Call Girls: Private Sex Workers in Australia
by Roberta Perkins and Frances Lovejoy
UWA Press, HK$258
In any serious consideration of Call Girls: Private Sex Workers in Australia, it's important to note that Roberta Perkins is a transsexual. How a man who has had an ornamental approximation of a vagina constructed from mutilated penile tissue can in any way purport to understand what it is to be a woman is not only a monumental insult to women, but farcical. And at no point in this book does Perkins sound like anything other than what he is: a dangerously disturbed man.
'Far removed from the moralising 'victim' stereotypes,' reads the back cover, 'Call Girls ... will surprise and change the preconceived notions of many readers.' Other than the fact that notions are, by definition, preconceived, the only people who could possibly be surprised by this book are: (a) those who believe the fundamental dissociation, reductionism and exploitation implicit in prostitution cannot, in any way, be rightly classified as legitimate work; and (b) those who believe sex acts between adults and children under 12 are uniformly 'negative' experiences.
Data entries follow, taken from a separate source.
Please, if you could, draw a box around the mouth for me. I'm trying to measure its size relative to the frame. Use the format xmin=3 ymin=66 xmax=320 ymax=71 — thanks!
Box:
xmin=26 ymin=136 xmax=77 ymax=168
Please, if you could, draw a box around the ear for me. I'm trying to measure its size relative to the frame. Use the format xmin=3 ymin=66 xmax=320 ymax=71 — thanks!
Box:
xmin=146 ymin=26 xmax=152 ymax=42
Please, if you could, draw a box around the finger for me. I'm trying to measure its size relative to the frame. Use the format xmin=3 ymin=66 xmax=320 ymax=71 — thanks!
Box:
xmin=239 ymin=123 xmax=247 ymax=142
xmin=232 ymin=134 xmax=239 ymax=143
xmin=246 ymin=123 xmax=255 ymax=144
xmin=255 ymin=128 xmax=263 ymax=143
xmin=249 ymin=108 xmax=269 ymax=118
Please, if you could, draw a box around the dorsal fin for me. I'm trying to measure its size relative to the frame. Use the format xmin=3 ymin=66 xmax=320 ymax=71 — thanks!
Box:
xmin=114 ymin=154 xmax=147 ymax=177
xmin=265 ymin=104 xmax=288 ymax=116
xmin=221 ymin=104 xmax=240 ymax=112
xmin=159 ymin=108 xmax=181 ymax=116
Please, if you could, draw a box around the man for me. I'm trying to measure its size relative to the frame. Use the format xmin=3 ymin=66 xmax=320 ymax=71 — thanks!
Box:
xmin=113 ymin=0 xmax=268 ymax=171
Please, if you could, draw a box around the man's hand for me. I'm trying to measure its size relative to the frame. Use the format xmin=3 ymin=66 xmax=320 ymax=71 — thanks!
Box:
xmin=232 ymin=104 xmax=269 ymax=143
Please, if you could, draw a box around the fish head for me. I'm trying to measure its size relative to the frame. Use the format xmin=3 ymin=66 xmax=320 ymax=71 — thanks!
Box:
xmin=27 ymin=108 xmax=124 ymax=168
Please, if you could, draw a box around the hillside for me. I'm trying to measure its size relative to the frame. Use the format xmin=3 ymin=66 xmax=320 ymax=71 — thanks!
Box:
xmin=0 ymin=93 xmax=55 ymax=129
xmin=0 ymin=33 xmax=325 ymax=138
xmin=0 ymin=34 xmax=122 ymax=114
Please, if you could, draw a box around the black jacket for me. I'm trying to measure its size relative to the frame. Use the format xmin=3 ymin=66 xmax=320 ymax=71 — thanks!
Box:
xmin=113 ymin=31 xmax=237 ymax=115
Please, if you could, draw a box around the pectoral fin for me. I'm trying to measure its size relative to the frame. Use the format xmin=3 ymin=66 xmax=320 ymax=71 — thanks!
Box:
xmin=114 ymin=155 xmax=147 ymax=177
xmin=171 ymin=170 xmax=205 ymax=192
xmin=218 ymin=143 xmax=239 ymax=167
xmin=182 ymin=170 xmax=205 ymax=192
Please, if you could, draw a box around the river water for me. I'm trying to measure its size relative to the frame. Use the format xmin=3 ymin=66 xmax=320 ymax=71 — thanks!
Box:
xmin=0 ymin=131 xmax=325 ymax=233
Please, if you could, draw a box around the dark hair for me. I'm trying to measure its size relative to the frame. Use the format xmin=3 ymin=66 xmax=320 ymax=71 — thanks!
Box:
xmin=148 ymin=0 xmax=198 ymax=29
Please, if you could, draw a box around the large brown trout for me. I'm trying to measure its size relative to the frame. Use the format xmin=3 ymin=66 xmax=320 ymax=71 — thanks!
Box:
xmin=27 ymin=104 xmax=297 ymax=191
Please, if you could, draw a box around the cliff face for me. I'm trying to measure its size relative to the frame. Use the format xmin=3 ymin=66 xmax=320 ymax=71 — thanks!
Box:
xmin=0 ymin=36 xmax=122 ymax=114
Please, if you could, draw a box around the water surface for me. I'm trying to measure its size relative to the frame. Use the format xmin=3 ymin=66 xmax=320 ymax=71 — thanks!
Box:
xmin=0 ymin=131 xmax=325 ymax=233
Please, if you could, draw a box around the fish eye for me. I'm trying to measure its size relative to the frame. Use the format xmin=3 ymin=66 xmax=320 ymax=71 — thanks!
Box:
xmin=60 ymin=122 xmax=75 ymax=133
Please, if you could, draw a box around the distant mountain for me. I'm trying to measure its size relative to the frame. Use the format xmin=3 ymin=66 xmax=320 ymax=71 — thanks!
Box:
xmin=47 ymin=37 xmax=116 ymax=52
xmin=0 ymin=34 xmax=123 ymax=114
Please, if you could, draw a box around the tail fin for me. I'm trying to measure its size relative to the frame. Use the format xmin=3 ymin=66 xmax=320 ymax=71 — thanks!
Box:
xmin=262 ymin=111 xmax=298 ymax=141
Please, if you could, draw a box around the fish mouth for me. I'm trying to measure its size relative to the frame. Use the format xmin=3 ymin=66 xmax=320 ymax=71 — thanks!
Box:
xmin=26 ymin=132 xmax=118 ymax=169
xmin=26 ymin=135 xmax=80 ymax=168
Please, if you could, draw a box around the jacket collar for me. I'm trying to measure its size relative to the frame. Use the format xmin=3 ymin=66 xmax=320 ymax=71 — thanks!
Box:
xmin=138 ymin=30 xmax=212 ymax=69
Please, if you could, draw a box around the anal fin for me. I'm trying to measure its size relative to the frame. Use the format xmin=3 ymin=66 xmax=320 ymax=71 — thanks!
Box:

'From a modern feminist perspective the term 'prostitute' then reflects a positive attribute,' Perkins and Frances Lovejoy write, 'referring as it does to those women who chose independence over being controlled by men ... Politically inclined sex workers have recently reappropriated the words 'prostitute' and 'whore' as a means of empowerment.'
What the authors fail to mention is that the word 'prostitute' doesn't mean empowerment in any language. The definition? According to the Oxford English Dictionary: To 'sell (one's honour etc) unworthily, put (abilities etc) to wrong use, debase'. Its synonyms? Abuse, cheapen, corrupt, demean, devalue, misapply, misemploy, misuse, vitiate and whore. Like blacks who refer to themselves as 'niggaz', women who interpret the word 'prostitute' as positive have not only normalised unacceptable abuse, but continue to perpetrate it.